Мы сами хорошо понимали, что все равно до утра ничем не сможем помочь
больному, и разошлись. А утром Роман Лопухин первым заявился к нам в блок и
выставил на топчан флакон эфира.
- Где достал? - удивились мы с Симоном.
- Мое дело, - улыбнулся Лопухин одними глазами. - Придет время -
узнаете.
Мы промолчали, однако каждый еще больше укрепился в мысли, что Роман
Лопухин входит в группу, которая связана с патриотами на воле, но до поры до
времени не хочет нам об этом говорить. Ну что ж, подождем.
Операцию делал Симон, я ассистировал, Лопухин давал наркоз, следил за
общим состоянием больного. Прошла она хорошо. Удалили гной, сделали
перевязку, вывели Олега из состояния наркоза и отнесли на свой топчан.
Обычно после таких операций больной быстро идет на поправку, но наш Олег был
крайне истощен, обессилен, и вначале мы даже опасались за его жизнь.
Несколько суток подряд мы дежурили возле него, сменяясь каждые три
часа, пока окончательно не удостоверились, что Олег начал поправляться. Все
это время наша медики делились с ним своим скудным пайком, чтобы поскорее
поставить на ноги.
Через месяц Олег уже мог самостоятельно передвигаться. Сдержанный по
натуре, он обошел всех врачей, каждого благодарил скупыми, но очень
сердечными словами:
- Спасибо, братцы!

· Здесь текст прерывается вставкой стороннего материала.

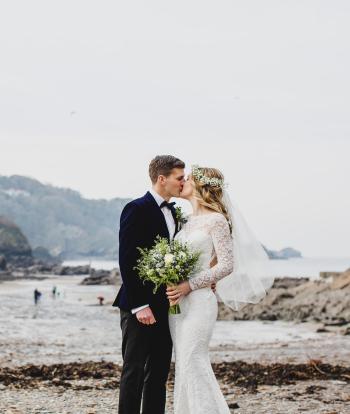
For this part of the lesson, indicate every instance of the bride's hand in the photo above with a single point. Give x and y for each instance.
(174, 293)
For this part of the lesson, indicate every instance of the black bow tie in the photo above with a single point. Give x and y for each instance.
(170, 206)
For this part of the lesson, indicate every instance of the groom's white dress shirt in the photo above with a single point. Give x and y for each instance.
(169, 219)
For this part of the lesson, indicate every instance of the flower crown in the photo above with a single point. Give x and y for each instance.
(201, 177)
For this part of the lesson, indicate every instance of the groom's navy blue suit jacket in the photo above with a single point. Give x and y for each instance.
(141, 222)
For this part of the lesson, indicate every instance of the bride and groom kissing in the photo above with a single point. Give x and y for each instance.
(149, 333)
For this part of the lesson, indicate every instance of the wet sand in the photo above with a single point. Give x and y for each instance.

Жив останусь, детей вашими именами назову.
Не удалось Олегу осуществить свою мечту. После выздоровления он сумел
бежать из лагеря, сражался с фашистами в партизанах на Брянщине и погиб в
одном из боев при подрыве железнодорожного моста.
Мечту о побеге вынашивали многие. Осуществляли ее по-разному. Было
несколько групп, которые готовились к организованному побегу. К таким
принадлежала и наша. Мы тогда думали, что действуем одни. Потом оказалось,
что действия групп направлялись и координировались единым центром, через
доктора Федора Михайловича Михайлова. Нити, таким образом, вели за колючую
проволоку. Ф.М.Михайлову удалось создать в городе мощное подполье, которое
имело связи и с руководителями наших лагерных групп.
Однако до поры до времени нашему "центру" было выгодно у тех, кто
входил в лагерное подполье, поддерживать мнение, что каждая группа действует
независимо. Эти группы в какой-то мере страховались на случай провала.
К побегу готовились и многие одиночки.
Как-то весной сорок второго один из наших раненых, грузин Георгий, не
пришел на перевязку. Не явился он и на следующий день. Я послал
Сеньку-цыгана узнать, в чем дело. Возвратился Сенька довольно быстро.
- Совсем плохо ему, - сообщил он. - Лежит.
- Надо сходить посмотреть, что с ним, - заволновался я.
- Не надо! - возразил Сенька. - Говорит, хочу умереть.
Я пожал плечами и рассказал обо всем Симону. Тот сам пошел к Георгию.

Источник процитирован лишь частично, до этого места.